The Right to Die's the Issue
The Dwyer couple have already decided to die together when she (Bette Davis) comes down with a terminal illness. Her husband (Henry Fonda) has no intention of living without her. But, their daughter and a social worker she's brought into their lives have something different in mind. Ways to stop them from carrying out their intended joint suicides. This is one of many films that Davis and Fonda were paired in. This is their last together. Due to the political timeliness of the issue they are dealing withas well as this being their final film together, this is collectible when in mint condition. Both actors are in top form throughout this drama.
Bette Davis Took On Social Issues
Later in her brilliant career in acting, Bette Davis began taking on extremely significant social issues that effect people who are minority - statused. She wasn't about to do junk movies or films, but rather she chose to use the fame and recognition she had earned to make a social difference. Good for her! Way to go! This TV movie is with Henry Fonda. They play an older maried couple. Davis' character is diagnosed with a terminal illness (very close to the time when Davis herself is diagnosed with terminal breast cancer, then immediately after surgery has a severe stroke). The couple decides to suicide together. They'd lived their lives together and wanted to die together. But their daughter and social services are going to try with all their might to disuade them from doing so. This issue is about being older, unwell, and the right to die. Very significant social issues to consider. Two towering actors take on the primary issue at the time it's being argued by US society: the right to die. And to that I say to both Mr. Fonda and Miss Davis, right on! That's the right way to use your well earned influence--for socially empowering change. Not just to make silly horror films like some of their more obnoxious, self-centered contempories did.

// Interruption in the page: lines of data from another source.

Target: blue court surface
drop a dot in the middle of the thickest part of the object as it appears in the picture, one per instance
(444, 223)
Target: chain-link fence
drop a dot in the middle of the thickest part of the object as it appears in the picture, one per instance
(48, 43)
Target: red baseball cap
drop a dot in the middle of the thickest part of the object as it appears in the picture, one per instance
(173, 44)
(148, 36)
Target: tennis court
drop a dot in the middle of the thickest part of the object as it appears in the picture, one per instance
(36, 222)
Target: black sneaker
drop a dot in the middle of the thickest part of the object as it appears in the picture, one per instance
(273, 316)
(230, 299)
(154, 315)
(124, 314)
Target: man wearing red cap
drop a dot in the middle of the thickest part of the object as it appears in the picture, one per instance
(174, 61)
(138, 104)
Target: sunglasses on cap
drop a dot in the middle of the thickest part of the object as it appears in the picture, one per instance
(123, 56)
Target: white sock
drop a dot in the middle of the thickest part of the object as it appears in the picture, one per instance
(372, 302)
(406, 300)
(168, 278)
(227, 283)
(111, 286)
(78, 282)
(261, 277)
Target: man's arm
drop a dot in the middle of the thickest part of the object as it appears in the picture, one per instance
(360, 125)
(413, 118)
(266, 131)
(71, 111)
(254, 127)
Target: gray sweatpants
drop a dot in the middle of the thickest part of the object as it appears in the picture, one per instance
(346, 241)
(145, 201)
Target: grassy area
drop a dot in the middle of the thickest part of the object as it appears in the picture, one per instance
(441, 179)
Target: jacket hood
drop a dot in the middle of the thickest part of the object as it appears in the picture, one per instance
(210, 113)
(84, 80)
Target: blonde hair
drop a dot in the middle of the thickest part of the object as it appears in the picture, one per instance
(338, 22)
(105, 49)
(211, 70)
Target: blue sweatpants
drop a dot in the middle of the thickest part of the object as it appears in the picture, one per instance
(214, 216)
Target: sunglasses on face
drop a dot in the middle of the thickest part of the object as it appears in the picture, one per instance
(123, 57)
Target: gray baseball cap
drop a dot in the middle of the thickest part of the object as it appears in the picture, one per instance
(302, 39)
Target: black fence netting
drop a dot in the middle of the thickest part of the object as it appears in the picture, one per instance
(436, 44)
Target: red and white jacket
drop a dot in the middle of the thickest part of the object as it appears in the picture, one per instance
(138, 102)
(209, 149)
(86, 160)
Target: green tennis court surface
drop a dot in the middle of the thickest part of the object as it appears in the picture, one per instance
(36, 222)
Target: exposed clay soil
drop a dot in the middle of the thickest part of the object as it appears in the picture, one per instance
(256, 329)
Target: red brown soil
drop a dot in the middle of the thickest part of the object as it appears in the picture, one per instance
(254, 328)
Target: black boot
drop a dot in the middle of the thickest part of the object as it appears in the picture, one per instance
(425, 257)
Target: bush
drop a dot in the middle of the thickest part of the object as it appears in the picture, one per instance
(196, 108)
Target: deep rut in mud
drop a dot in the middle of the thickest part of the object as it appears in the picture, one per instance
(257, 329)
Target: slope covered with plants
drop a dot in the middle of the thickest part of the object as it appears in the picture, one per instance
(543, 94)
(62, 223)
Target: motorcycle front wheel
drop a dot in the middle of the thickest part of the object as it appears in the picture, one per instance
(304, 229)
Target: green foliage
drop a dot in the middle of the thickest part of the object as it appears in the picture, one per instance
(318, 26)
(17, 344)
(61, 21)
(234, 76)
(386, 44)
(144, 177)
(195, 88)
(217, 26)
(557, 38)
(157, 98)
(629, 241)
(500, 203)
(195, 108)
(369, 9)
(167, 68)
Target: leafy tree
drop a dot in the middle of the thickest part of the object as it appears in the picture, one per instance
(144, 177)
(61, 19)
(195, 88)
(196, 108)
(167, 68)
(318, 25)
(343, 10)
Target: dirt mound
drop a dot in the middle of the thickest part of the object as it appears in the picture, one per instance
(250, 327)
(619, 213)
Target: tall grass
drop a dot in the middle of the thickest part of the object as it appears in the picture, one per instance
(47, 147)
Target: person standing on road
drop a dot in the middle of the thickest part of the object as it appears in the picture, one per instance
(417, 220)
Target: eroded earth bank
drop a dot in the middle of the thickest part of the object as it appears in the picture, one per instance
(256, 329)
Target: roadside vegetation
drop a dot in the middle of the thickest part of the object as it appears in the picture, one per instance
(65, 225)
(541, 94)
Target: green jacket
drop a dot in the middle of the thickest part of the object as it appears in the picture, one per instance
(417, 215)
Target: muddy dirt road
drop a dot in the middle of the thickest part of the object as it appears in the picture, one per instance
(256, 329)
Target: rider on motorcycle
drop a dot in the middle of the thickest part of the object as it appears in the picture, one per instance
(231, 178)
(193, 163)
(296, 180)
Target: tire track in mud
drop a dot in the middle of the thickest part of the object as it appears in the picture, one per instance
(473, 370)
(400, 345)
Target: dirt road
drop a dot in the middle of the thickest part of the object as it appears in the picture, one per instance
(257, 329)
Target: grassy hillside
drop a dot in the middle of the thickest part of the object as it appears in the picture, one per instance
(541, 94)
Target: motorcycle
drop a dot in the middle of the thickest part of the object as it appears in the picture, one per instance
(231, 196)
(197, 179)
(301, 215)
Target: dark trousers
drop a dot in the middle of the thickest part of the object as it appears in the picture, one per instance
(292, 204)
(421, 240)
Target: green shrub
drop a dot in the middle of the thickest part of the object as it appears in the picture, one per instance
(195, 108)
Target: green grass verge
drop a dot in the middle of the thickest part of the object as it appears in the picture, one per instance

The Dwyers are a senior couple played by Bette Davis & Henry Fonda. What they want to do is die together at a time of their own choice. This is a right to die themed made of TV movie. What is extraordinary about it is both of the lead performances by actual senior actors, especially during the early 1980's. That Bette Davis and Henry Fonda, who were both in their 70's, were STILL taking lead roles in great movies as intriguing characters who delivered socially relevant messages deserves all sorts of praise. Both lead actors were setting a new standard that would be very difficult for the next generation of actors to reach. They were shredding stereotypes for people of age. 70yo then was considerably older than it is today. That both major actors appeared as they really were was daring for that period.